Lecture 10: Tuples and Memory Allocation
1 Computing with arbitrary-sized data
So far, our compiler supports a language with arbitrarily complex arithmetic and logical expressions, function definitions, and function applications. However, our only values are two primitives: integers and booleans. To make our language more fully-featured, we need the ability to handle structured, arbitrarily sized data.
At a high level, we know that there are three kinds of composite data:
Enumerated data types, with a finite set of distinct values
Structured data types, comprised of a finite set of pieces (either named as in structures, or positional as in arrays), where each piece is itself a value
Potentially-recursive union data, with a finite set of distinct categories of values, where each category of value could itself be structured, and where the pieces of those structures could themselves be union data.
The first kind of composite data really only manifests itself in the type system, where we need to be able to say, “These values are part of this enumeration, while those values are not.” Since enumerated data is merely a finite set of constants, we can simulate them merely by using some distinct set of integers.
Since union data is essentially an enumeration of structured data, if we had the ability to create structured data types, then we could encode union data types by adding a field to each value identifying which variant of the union this value belongs to.
But structured data does not admit such a simple encoding. It requires the ability to group several values into one, and use that compound thing as a value: it should be created by some expressions, used by others, and passed to and returned from functions. In other words, structured data is a fundamentally new thing in our language.

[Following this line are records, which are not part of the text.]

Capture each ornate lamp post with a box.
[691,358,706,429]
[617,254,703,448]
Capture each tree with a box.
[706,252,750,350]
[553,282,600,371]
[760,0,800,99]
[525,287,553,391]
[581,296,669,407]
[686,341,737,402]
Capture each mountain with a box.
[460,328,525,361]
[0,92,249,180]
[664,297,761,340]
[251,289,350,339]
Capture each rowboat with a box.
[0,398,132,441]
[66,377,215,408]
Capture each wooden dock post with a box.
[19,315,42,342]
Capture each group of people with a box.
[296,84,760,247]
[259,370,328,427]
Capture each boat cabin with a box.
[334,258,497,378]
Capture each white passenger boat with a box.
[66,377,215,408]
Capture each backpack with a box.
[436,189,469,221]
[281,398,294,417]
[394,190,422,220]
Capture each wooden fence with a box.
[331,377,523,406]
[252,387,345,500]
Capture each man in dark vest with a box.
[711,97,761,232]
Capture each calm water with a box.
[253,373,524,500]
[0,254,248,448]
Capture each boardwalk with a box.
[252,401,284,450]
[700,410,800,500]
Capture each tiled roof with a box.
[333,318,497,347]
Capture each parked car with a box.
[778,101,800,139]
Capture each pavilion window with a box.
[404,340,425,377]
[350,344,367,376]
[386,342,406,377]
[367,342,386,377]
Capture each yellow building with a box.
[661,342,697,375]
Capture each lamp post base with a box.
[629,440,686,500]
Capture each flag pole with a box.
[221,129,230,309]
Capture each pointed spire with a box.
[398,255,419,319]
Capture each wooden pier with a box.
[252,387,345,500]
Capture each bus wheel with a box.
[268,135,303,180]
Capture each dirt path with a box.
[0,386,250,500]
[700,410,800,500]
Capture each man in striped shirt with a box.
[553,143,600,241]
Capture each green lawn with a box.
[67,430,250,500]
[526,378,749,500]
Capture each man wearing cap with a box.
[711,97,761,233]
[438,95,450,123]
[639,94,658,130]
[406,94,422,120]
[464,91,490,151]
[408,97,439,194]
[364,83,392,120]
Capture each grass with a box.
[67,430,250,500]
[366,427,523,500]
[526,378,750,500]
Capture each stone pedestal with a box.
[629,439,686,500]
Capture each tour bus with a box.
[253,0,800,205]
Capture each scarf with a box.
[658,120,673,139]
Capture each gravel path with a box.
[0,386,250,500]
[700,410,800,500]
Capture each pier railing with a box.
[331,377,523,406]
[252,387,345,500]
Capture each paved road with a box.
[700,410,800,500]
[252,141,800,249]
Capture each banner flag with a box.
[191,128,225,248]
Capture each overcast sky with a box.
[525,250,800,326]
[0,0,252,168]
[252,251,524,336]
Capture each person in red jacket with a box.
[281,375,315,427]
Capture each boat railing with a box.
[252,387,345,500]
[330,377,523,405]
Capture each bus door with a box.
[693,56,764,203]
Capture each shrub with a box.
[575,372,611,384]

We can consider various kinds of structured data such as records with named fields (as
in Rust/C/C++ struct
). But the simplest form of structured data is the humble pair,
and its bigger cousin the array.
Standard reminder: Every time we enhance our source language, we need to consider several things:
Its impact on the concrete syntax of the language
Examples using the new enhancements, so we build intuition of them
Its impact on the abstract syntax and semantics of the language
Any new or changed transformations needed to process the new forms
Executable tests to confirm the enhancement works as intended
2 Adding pairs to our language
2.1 Syntax and examples
We’ll write pairs as
For example, [4, 5]
is a pair consisting of two numbers. The
flexibility of our grammar, though, allows us to nest pairs inside one another,
as in [3, [true || false, false]]
or [[[1, 2], 3], 4 + 5]
,
or any other combination we might attempt. However, in order to use our
pairs, we need to be able to access their components. We’ll do so with two new
primitive operators
The intended semantics are that these two primitives project out the first or
second components of the pairs: fst [3, 4] == 3
and
snd [4, [true,5]] == [true, 5]
.
We can add these expression forms to our AST easily enough, modelling the new accessors as unary primitives:
enum Exp<Ann> { ...
| Pair(Box<Exp<Ann>>, Box<Exp<Ann>>, Ann),
}
enum Prim1 { ... Fst, Snd
}
2.2 Representing pairs
Introducing pairs into our language is a much more invasive change than it
might appear. For the first time, we have values in our language that are too
big to fit into a register—
If we want to be able to use pairs as arguments to functions, we’d have to communicate to the callee that some of its arguments aren’t uniformly sized, so its initial environment can’t simply map the ith argument to
RBP + 8 * (i + 2)
. Perhaps we could convey this information via static types, but it certainly would complicate passing pairs to runtime functions likeprint
! This starts to break the calling convention, which breaks interoperability and therefore is not something to be done lightly.If we want to be able to return pairs from functions, we have to figure out how to so without using
RAX
as the entirety of our answer. Again this breaks the calling convention, and so we should reconsider.If we want to nest pairs inside each other, as in our examples above, then we immediately fail: In
[[1, 2], 3]
, there simply is no way to put both1
and2
at consecutive stack slots (because they’re part of a pair), and also put that entire pair and3
at consecutive stack slots —we need at least three slots!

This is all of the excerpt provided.